Blog
In January 2020, the COVID-19 outbreak which started in Wuhan - China was declared by the World Health Organisation as ‘pandemic’. Since that time, the COVID-19 pandemic has speedily spread across the world and caused significant impacts on many sectors of the economy globally. As of early August 2020, more than 800,000 cases and 13,779 deaths have been confirmed across 53 countries in Africa, with South Africa and Egypt being the hardest hit countries.
Beyond its severe impacts on public health, it affected considerably also the education, water and sanitation, agriculture sectors amongst many others. The consequences were and will be tougher in many developing countries whose population depend primarily on agriculture.
In Africa, agriculture being the backbone of many countries and contribute to 49 per cent of employment (ILO, 2020), confirms its importance to livelihoods of millions of people. Due to mobility restrictions, agriculture and the food systems in sub-Saharan African (SSA) countries have been seriously hit by the pandemic. Smallholder farmers are encountering numerous challenges including disruptions of food supply chains, unemployment, all increasing the risks of food insecurity now and in the future. In the eastern part of Africa, it has been a ‘’triple menace’’ as the pandemic’s impacts on food security and livelihoods of smallholder farmers, came to add on existing challenges such as flooding disasters and the invasion of pests like desert locusts and fall armyworm, which devastated agricultural production (UN, 2020).

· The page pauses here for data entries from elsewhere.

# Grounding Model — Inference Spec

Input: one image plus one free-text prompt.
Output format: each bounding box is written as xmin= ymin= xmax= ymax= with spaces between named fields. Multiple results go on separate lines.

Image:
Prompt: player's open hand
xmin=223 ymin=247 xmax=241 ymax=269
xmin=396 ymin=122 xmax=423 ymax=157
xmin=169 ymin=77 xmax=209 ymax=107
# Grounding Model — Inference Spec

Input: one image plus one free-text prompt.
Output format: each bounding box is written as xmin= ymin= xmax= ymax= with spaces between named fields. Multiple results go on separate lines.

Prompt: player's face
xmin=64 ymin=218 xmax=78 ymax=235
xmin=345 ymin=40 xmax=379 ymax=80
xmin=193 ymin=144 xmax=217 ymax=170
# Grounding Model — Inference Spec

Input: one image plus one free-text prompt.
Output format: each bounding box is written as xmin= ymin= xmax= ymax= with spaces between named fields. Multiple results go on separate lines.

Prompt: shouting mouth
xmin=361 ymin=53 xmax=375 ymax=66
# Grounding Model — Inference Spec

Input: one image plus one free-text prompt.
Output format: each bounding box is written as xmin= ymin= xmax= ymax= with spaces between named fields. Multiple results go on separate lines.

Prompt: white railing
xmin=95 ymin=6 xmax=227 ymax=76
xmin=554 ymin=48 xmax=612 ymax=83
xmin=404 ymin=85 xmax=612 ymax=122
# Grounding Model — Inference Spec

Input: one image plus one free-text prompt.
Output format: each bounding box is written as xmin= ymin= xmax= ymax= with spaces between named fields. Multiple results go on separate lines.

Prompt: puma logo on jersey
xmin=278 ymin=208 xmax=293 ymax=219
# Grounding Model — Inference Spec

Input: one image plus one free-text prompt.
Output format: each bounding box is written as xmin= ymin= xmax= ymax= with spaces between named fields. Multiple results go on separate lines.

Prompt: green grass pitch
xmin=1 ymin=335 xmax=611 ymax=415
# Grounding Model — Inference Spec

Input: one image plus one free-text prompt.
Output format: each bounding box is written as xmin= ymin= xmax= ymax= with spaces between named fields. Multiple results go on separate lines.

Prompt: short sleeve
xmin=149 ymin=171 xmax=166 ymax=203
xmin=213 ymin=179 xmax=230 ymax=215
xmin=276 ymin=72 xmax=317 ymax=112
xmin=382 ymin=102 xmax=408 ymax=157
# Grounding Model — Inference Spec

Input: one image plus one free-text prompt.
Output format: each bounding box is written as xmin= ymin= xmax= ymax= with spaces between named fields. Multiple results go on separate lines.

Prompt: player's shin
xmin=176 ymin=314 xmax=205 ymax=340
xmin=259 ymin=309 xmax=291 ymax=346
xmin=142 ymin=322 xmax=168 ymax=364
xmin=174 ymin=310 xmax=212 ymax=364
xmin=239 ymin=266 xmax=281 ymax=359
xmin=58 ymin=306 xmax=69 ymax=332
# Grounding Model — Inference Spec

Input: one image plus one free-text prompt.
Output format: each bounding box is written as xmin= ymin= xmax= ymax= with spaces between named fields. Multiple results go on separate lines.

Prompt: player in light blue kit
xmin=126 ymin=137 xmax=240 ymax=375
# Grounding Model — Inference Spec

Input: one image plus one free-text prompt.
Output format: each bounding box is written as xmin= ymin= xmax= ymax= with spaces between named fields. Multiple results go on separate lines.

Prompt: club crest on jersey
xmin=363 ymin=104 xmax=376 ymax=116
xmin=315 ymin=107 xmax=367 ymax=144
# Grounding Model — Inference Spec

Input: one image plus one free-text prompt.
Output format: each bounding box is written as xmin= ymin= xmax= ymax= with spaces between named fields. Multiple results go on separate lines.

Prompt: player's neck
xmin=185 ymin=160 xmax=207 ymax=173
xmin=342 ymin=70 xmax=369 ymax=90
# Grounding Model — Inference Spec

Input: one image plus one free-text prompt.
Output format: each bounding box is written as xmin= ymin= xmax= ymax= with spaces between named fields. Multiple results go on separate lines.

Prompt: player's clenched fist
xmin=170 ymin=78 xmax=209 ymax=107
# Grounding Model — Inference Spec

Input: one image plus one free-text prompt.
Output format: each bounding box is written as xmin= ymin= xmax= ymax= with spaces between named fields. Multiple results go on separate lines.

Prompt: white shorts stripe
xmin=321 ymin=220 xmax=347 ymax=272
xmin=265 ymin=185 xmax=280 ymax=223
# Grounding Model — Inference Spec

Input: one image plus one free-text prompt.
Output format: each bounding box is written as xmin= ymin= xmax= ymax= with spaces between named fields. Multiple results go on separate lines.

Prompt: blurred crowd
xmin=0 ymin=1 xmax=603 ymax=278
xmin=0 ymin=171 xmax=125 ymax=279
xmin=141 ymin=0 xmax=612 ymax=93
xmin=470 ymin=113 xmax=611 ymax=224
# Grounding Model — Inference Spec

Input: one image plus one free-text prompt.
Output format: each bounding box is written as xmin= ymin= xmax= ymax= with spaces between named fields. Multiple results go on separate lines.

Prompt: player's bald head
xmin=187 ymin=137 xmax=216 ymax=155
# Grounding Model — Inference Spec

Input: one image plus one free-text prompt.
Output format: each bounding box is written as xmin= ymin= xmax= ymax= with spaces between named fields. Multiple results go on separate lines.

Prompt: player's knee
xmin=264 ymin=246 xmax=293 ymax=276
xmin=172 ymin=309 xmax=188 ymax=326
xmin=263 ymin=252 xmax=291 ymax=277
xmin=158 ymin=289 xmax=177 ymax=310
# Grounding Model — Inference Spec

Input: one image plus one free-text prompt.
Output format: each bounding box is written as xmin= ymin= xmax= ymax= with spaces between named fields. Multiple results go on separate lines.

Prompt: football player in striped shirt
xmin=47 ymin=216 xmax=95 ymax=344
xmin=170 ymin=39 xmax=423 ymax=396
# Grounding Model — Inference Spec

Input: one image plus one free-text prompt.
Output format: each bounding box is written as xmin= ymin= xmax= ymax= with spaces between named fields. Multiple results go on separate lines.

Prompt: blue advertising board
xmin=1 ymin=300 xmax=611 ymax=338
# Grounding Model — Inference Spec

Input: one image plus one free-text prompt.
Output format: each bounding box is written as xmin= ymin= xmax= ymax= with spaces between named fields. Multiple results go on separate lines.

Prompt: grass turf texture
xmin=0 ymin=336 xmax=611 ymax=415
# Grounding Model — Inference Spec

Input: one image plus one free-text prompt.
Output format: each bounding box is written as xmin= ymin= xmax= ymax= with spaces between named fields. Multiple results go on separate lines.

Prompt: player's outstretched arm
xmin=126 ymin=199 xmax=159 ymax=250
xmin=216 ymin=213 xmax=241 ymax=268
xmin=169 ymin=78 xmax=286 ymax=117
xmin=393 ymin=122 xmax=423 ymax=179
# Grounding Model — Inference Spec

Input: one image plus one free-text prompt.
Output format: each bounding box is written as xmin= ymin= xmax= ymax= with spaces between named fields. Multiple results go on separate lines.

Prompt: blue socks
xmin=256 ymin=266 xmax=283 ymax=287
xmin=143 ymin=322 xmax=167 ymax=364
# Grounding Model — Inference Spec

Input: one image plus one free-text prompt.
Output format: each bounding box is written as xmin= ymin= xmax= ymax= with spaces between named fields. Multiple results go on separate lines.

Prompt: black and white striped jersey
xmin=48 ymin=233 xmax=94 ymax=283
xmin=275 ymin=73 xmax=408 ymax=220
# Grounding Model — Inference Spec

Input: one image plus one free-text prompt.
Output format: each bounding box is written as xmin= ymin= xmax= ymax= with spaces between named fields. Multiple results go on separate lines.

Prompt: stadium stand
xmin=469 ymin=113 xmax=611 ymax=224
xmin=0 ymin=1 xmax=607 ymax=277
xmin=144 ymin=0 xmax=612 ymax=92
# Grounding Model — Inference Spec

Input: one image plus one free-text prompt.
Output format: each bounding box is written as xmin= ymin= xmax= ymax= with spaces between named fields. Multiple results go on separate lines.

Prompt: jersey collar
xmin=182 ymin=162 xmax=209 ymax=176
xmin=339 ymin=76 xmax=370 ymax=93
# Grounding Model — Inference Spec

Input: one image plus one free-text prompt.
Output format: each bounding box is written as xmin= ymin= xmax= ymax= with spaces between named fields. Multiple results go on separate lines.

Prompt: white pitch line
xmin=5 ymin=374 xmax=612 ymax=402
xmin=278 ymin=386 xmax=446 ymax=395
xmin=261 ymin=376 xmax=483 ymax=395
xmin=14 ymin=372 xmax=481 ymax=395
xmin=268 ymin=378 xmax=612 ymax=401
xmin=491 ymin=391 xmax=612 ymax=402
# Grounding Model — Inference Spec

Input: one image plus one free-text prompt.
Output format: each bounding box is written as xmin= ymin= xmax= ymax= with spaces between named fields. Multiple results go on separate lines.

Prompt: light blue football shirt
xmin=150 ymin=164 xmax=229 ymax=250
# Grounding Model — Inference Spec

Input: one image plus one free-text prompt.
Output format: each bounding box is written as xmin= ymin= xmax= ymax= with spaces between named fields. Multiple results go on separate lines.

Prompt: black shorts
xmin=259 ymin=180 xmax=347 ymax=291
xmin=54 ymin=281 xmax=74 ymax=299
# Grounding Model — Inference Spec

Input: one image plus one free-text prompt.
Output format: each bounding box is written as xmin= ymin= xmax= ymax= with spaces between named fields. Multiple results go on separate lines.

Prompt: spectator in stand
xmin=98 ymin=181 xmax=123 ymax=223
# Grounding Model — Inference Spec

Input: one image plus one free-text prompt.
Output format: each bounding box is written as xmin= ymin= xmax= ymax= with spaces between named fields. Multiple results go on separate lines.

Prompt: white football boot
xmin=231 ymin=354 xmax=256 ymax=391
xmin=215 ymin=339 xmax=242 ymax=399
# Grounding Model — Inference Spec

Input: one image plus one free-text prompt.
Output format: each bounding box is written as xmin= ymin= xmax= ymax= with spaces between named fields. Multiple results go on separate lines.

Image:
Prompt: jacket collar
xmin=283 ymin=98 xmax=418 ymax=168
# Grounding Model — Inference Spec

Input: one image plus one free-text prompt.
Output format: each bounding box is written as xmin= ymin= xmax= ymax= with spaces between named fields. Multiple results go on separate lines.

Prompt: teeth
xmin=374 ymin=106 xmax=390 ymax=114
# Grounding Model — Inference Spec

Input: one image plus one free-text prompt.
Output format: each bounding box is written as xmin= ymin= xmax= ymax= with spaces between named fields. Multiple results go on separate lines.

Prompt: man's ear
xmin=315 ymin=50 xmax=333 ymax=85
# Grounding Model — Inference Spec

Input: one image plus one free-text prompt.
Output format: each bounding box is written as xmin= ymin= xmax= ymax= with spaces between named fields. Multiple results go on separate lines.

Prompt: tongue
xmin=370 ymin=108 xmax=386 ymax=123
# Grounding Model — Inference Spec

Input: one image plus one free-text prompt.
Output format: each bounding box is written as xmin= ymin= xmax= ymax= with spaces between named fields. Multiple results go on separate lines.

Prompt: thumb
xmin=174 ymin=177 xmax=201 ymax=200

Prior to the COVID-19 pandemic, more than 820 million people worldwide did not have enough food (FAO et al., 2019). In June 2020, estimates show that the COVID-19 crisis could plunge 100 million people into extreme poverty (Mahler, Lakner, AGUILAR, et al., 2020), with SSA being the most affected region. The COVID-19 pandemic has therefore exposed the vulnerability risks of agricultural value chains against external shocks and shed light on the needs of building the resilience of the agricultural sector (IFAD, 2020c). Sub-Saharan Africa is projected to experience a significant disruption in the supply of agricultural inputs and food products, reduced demand, price volatility amongst many factors. The region’s economy will contract by -1.6 percent (the worst decline in the history for this region), partly due to disruptions in production and reductions of demand which emanated from strong containment and mitigation measures that were put in place by many countries (IMF. African Dept, 2020).